Viagem pela Literatura
O relógio marcava onze horas, há horas estava lá, continuava sentado, parado, estático, pensando como faria aquilo. O som que vinha da sala ao lado o incomodava, mas nem por isso deixaria de faze-la hoje.
Seus olhos ficam vidrados, palavras e idéias confundem-se, e numa fração de segundos difundem-se, numa viagem dentro de seu subconsciente.
Como num estalar de dedos, uma idéia surge em sua cabeça, e a folha que antes estava branca, começa a ganhar leves traços de grafite.
A trama ganha mistério, os personagens características e os rabiscos, agora lapidados, o envolviam cada vez mais num universo paralelo. O barulho já não incomodava mais e o silêncio da madrugada lhe invadiu a mente.
Em meio a tantos devaneios, ele por fim havia voltado à triste realidade, vislumbrando no outro canto da sala o relógio que agora marcava três horas. A fascinação que lhe acometia dera lugar a uma ansiedade perturbadora, que lhe roubou as idéias com a mesma rapidez com que estas chegaram. E, de forma que sua aflição ficasse ainda maior, inúmeras sensações despertaram em seu interior. Sensações que não eram nem um pouco aliviadoras: dor de cabeça, cansaço, sede, fome e agora, devido à pressão do tempo, também começara a sentir náuseas.

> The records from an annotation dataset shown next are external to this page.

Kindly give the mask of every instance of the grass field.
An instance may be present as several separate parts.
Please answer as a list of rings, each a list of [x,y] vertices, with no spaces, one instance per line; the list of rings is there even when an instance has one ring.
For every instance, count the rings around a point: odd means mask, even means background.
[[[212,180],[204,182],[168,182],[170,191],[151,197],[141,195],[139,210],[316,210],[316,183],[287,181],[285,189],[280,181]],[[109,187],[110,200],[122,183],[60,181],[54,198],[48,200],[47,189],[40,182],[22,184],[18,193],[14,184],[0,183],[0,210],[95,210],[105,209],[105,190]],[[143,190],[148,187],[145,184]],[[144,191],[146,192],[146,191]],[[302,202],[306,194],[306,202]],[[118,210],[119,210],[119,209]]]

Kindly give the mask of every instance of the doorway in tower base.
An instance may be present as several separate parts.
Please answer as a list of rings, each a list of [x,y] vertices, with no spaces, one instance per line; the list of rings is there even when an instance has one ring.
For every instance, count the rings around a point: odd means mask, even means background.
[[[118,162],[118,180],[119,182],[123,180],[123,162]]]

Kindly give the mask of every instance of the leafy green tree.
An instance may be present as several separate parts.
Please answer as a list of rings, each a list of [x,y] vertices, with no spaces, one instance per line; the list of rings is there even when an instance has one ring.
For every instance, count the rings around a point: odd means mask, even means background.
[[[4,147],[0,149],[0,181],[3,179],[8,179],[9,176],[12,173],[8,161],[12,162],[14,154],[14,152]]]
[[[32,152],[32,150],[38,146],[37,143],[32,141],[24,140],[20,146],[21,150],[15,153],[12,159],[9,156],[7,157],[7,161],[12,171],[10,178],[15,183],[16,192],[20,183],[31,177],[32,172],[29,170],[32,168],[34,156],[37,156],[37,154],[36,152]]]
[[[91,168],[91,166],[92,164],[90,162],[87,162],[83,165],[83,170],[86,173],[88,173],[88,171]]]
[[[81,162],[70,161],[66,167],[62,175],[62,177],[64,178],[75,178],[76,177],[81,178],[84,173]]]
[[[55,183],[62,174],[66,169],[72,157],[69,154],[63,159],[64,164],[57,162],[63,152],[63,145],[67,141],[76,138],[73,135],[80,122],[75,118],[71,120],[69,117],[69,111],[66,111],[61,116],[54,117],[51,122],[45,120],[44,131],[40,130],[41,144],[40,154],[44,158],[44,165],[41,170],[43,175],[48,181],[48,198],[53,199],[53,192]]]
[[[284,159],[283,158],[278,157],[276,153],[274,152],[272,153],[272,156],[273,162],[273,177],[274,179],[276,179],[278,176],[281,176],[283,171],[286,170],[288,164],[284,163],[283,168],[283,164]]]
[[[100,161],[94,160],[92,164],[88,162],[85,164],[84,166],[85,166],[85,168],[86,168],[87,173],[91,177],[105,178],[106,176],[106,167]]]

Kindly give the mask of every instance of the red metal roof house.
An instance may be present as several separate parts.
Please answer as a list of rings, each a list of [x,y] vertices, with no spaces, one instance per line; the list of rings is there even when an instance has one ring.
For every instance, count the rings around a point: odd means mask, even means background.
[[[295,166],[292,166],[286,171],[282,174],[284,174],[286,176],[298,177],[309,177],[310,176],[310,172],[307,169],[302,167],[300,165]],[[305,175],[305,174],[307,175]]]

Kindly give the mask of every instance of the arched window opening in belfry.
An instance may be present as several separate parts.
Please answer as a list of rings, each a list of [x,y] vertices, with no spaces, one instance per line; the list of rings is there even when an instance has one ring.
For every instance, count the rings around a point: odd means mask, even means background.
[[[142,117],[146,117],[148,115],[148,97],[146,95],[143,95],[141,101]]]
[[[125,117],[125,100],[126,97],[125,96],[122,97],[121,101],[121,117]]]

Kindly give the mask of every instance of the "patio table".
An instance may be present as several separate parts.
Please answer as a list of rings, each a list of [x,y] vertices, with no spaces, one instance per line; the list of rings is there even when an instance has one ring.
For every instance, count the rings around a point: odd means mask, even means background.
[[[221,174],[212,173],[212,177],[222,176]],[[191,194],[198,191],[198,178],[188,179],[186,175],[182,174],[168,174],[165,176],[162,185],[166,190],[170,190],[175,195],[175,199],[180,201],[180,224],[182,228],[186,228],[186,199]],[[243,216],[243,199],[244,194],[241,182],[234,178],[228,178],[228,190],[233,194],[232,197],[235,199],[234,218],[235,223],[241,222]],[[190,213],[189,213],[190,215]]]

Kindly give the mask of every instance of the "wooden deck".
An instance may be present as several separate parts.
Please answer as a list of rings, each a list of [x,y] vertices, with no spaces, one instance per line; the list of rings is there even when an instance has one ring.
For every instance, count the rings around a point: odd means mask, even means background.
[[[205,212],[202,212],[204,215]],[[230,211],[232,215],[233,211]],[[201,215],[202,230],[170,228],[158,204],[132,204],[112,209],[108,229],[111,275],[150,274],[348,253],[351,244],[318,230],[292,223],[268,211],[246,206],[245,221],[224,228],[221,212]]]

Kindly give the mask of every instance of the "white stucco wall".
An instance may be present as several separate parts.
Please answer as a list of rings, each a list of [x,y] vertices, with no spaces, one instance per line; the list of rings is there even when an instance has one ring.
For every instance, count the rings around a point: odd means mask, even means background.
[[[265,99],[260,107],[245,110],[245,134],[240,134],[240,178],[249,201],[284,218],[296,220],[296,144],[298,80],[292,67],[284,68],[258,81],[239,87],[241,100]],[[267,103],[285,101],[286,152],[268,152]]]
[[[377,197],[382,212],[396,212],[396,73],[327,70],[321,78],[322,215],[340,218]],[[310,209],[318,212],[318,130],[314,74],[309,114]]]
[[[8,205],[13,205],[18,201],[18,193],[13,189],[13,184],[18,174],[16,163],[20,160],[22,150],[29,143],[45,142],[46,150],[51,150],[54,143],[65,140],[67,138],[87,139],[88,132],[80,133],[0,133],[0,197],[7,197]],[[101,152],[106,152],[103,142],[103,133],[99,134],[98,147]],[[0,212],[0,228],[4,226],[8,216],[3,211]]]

Percorreu desiludido cada canto de sua casa, tentando fazer com que suas idéias voltassem a fluir. Mas uma força maior lhe bloqueava os pensamentos. Sentia-se como um prisioneiro encarando a muralha de seu calabouço. Aquela força não era nada mais do que uma necessidade humana. Uma necessidade impulsiva que não lhe dava trégua: o sono.
E foi ao encarar sua cama arrumada e convidativa que lhe surgiu o pensamento de que todo aquele esforço era ridículo. Era muito mais simples deitar-se e repousar sua mente, há muito esgotada. Sem pensar duas vezes, foi o que fez.
De repente, ao entrar em contato com a maciez de seu colchão, leveza e liberdade substituíram aquele cansaço lancinante. Um sentimento surreal lhe invadiu o corpo à medida que seus olhos se fechavam, e em questão de instantes, ele os abriu novamente. Mas não estava mais em seu quarto, muito menos em sua cama macia. Foi então que exposta diante de seus olhos, uma caligrafia familiar começou a formar frases. O mais curioso era sentir que o texto que se desenvolvia também lhe era familiar. Ainda não se lembrara de onde havia visto aquelas palavras, quando a mão invisível que as escrevia parou repentinamente em um ponto desconexo, e ao tornar a escrever, compôs frases da 'qual ele não podia mais se recordar, mas que pareciam o complemento perfeito.
A cena se apagara de sua visão e ele agora se encontrava novamente em seu quarto sentindo um suor frio lhe percorrer a testa. Levantou-se num pulo e antes que percebesse, sua mão empunhava um lápis que agora escrevia compulsivamente.
Por um minuto parou para pensar: ele nunca havia reparado no prazer que aquilo lhe causava. A sensação de estar completamente dominado por um ideal, o desejo de criação, de inovação; era um momento único, mas que ficaria eternizado nas linhas daquela folha.